4.3Dans sa demande d’asile, l’auteure a déclaré qu’une nuit, quatre à cinq mois environ avant qu’elle et son mari ne quittent le Pakistan, le mur de leur maison avait été marqué d’une croix. Cet incident s’était par la suite reproduit à intervalles réguliers, parfois tous les jours, parfois une fois par mois. Durant son entretien avec les services d’immigration, l’auteur a dit que la croix indiquait que la maison était occupée par des ahmadis et désignait ses occupants comme cibles potentielles de meurtre. Il a déclaré qu’il ne savait pas si le mur de sa maison avait été marqué d’une croix une ou plusieurs fois, mais que l’incident s’était produit six mois environ avant que sa femme et lui ne quittent le pays. Il ignorait qui en était responsable. Les auteurs ont en outre déclaré aux services d’immigration que le neveu de l’auteur avait perdu la vie dans l’attaque d’une mosquée, le 28 mai 2010. L’auteur a ajouté qu’il avait quitté le Pakistan pour des raisons de santé et à cause des conditions générales auxquelles les ahmadis étaient soumis, que les groupes Ahle Suntal et Ahle Hadees, opposés à la religion ahmadiste, avaient pris les auteurs pour cible en raison de leur foi, et qu’il craignait d’être tué par un membre de ces groupes ou par les Taliban. Selon les auteurs, aucun incident ne s’était plus produit depuis leur départ du Pakistan.

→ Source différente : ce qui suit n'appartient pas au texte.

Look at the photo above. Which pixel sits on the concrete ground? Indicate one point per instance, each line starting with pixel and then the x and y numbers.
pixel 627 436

4.4Le 8 mai 2013, les services d’immigration ont rejeté la demande d’asile présentée par les auteurs. Au cours de leur audition par la Commission des recours des réfugiés, ceux‑ci ont de nouveau fait valoir qu’ils avaient reçu des lettres de menaces et qu’une croix avait été peinte sur leur maison. L’auteure a déclaré que d’autres ahmadis avaient reçu des menaces semblables à celles dont elle et son mari avaient fait l’objet.

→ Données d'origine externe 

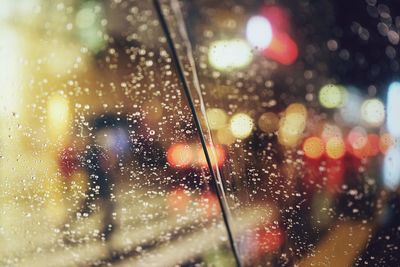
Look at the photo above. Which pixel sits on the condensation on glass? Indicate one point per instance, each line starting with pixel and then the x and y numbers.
pixel 101 162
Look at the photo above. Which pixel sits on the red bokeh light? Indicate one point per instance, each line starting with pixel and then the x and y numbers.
pixel 282 49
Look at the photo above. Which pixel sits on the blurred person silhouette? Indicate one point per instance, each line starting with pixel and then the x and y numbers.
pixel 108 145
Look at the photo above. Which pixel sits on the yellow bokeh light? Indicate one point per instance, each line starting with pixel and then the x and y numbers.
pixel 373 112
pixel 58 114
pixel 229 54
pixel 241 125
pixel 335 148
pixel 292 124
pixel 268 122
pixel 216 118
pixel 332 96
pixel 225 136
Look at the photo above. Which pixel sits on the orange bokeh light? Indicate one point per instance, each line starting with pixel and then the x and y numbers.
pixel 217 156
pixel 385 142
pixel 335 148
pixel 179 155
pixel 313 147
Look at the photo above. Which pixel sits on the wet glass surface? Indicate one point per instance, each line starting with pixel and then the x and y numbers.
pixel 101 160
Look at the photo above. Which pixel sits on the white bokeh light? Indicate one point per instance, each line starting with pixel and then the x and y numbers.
pixel 393 109
pixel 259 32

4.5L’État partie a fourni une traduction de la décision de la Commission des recours des réfugiés. La Commission a convenu que les auteurs étaient des ahmadis et pris note de l’argument selon lequel leur neveu avait été tué le 28 mai 2010 dans un attentat contre une mosquée ahmadie. Elle a également convenu qu’ils avaient reçu des lettres de menaces à compter de juin 2012 et que, à peu près au même moment, des inconnus avaient peint une croix sur le mur de leur maison. D’après les auteurs, les lettres de menaces contenaient chacune un message de trois lignes rédigé en ourdou qui leur commandait de se convertir à l’islam sunnite ou quitter le Pakistan sous peine de mort. La Commission a néanmoins constaté que les auteurs n’avaient été soumis à aucun autre mauvais traitement. Elle a relevé qu’il y avait entre deux et quatre millions d’ahmadis au Pakistan et que la législation pakistanaise restreignait considérablement la liberté de culte. En conséquence, les ahmadis étaient souvent menacés et harcelés par d’autres groupes non spécifiés. La Commission a toutefois jugé que les auteurs n’avaient pas démontré qu’au Pakistan, ils courraient personnellement un risque précis de persécution ou de mauvais traitements. Elle a estimé que la gravité de la persécution subie était limitée en ce que les auteurs n’avaient été soumis à des menaces que brièvement, peu de temps avant leur départ. De surcroît, les menaces anonymes dont ils avaient fait l’objet étaient comparables à celles auxquelles de nombreux ahmadis avaient été exposés. La Commission a aussi tenu compte du fait que l’auteure avait déclaré que ses fils vivaient toujours dans la maison de Lahore dans laquelle elle et son mari avaient vécu, qu’ils continuaient de travailler dans l’entreprise familiale et n’avaient pas été victimes de harcèlement après le départ de leurs parents. Elle a jugé que la dureté du sort réservé aux ahmadis dans leur ensemble au Pakistan ne suffisait pas en soi à justifier l’octroi d’un permis de séjour aux auteurs.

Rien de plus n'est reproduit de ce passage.